Most G7 commitments are being met

A research group at the University of Toronto knows better. It regularly analyzes the extent to which the commitments of the G7 summit are being implemented. Their result is amazing: 75 to 85 percent of the commitments were met.

The G7 meeting in Schloss Elmau brought about a breakthrough in the climate negotiations. In the final communiqué, the seven largest western industrialized countries promised to limit global warming to a maximum of two degrees. This contributed significantly to the agreement of the world community on this climate target a few months later in Paris.

Group photo of the G7 summit in June 2015 at Schloss Elmau in Bavaria.

Image: dpa

On the other hand, another noble goal was missed: In Elmau, the participants of the G7 summit agreed to free around 500 million people from hunger by 2030. In fact, over the past seven years, the number of people suffering from hunger has continued to rise to over 810 million. Klaus Seitz, head of the politics department at the “Bread for the World” organization, complains that the percentage of the world’s population who are starving has even increased. “The previous strategies have obviously failed.”

Mixed record

There were also successes at other summits. In the fight against AIDS, the G8 countries promised at the summit in Heiligendamm in 2007 (at that time still with Russia) to make 60 billion dollars available for the fight against HIV/AIDS, malaria and tuberculosis in the coming years. Six years later, the UN HIV/AIDS Program ruled that the commitments had been met.

At the meeting in L’Aquila, Italy, the G8 countries promised development aid of 20 billion dollars for farmers in Africa within three years. In 2012, the OECD determined that almost half of the commitments were paid out. Some countries would have paid the development aid in full.

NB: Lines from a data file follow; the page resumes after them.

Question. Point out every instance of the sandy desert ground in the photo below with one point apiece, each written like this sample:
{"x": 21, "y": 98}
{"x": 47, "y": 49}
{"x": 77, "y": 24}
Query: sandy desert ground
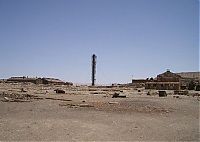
{"x": 91, "y": 114}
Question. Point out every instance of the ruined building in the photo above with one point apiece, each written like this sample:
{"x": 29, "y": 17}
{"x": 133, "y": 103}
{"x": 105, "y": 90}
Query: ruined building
{"x": 165, "y": 81}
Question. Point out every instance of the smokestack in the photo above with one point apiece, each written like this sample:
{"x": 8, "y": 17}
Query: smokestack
{"x": 94, "y": 57}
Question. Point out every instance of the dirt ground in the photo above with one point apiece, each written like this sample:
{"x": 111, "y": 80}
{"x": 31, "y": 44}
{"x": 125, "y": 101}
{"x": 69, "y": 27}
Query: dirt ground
{"x": 84, "y": 113}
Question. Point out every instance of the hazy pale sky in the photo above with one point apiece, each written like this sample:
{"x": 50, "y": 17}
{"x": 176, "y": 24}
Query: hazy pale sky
{"x": 131, "y": 38}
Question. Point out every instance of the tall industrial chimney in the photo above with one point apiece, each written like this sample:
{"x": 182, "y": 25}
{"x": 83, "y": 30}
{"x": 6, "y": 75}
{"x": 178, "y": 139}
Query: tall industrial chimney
{"x": 94, "y": 57}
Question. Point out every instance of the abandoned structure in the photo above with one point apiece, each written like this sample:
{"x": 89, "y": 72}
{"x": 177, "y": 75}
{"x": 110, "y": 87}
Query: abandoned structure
{"x": 52, "y": 81}
{"x": 94, "y": 57}
{"x": 165, "y": 81}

However, that shouldn’t hide the fact that many of the promises are just small steps. “With the 300 to 400 individual commitments at each summit, a lot falls by the wayside,” says expert Seitz from “Brot für die Welt”. The summits convey the message that politicians care about the big problems facing humanity. However, this does not solve them for a long time.

Is G7 still up to date?

There is also criticism of the format. Some experts wonder if the G7 meeting is still up to date. Because they only bring together the most important representatives of the western world and exclude China, India and, since 2015, Russia. But the world economic problems cannot be solved without the up-and-coming emerging countries. That is why the annual G20 summit was founded in 2008. He is more representative and has two UN Security Council members on board, Russia and China.

The G7 supporters point out that there is no possibility for small informal meetings. The G7 summit is one of the few rounds in which the most powerful heads of state and government in the western world can discuss global issues without pressure to make decisions.

Is it worth the effort?

In view of the increasingly high costs for security and logistics, the question arises as to whether the two-day summit meetings in remote locations are worth the effort. The current summit in Schloss Elmau costs a good 166 million euros – another 30 million more than seven years earlier. The bulk of it, around 147 million euros, is earmarked for police operations. The summit in Biarritz in southern France shows that there is a cheaper way. Only around 36 million euros were estimated for him.

“People meet for nice photos, the explanations are agreed beforehand,” criticized Benjamin Ruß, spokesman for the “Stop G7 Elmau” alliance, in 2015. You have 24 hours for ten difficult topics. “No one can claim that a serious debate is possible.” He calls for the G7 meetings to be abolished. “You don’t have to spend up to 200 million euros for a few people to sleep in a luxury hotel.”

Fear of riots

And the meetings are not peaceful everywhere. Around the G8 summit in Heiligendamm there was a riot in Rostock with many injured. Unforgotten are the violent riots between the police and globalization critics at the 2001 G8 summit in the Italian city of Genoa. And at the G20 summit in Hamburg, the riots in the Schanzenviertel overshadowed the political rapprochement between Donald Trump and Vladimir Putin.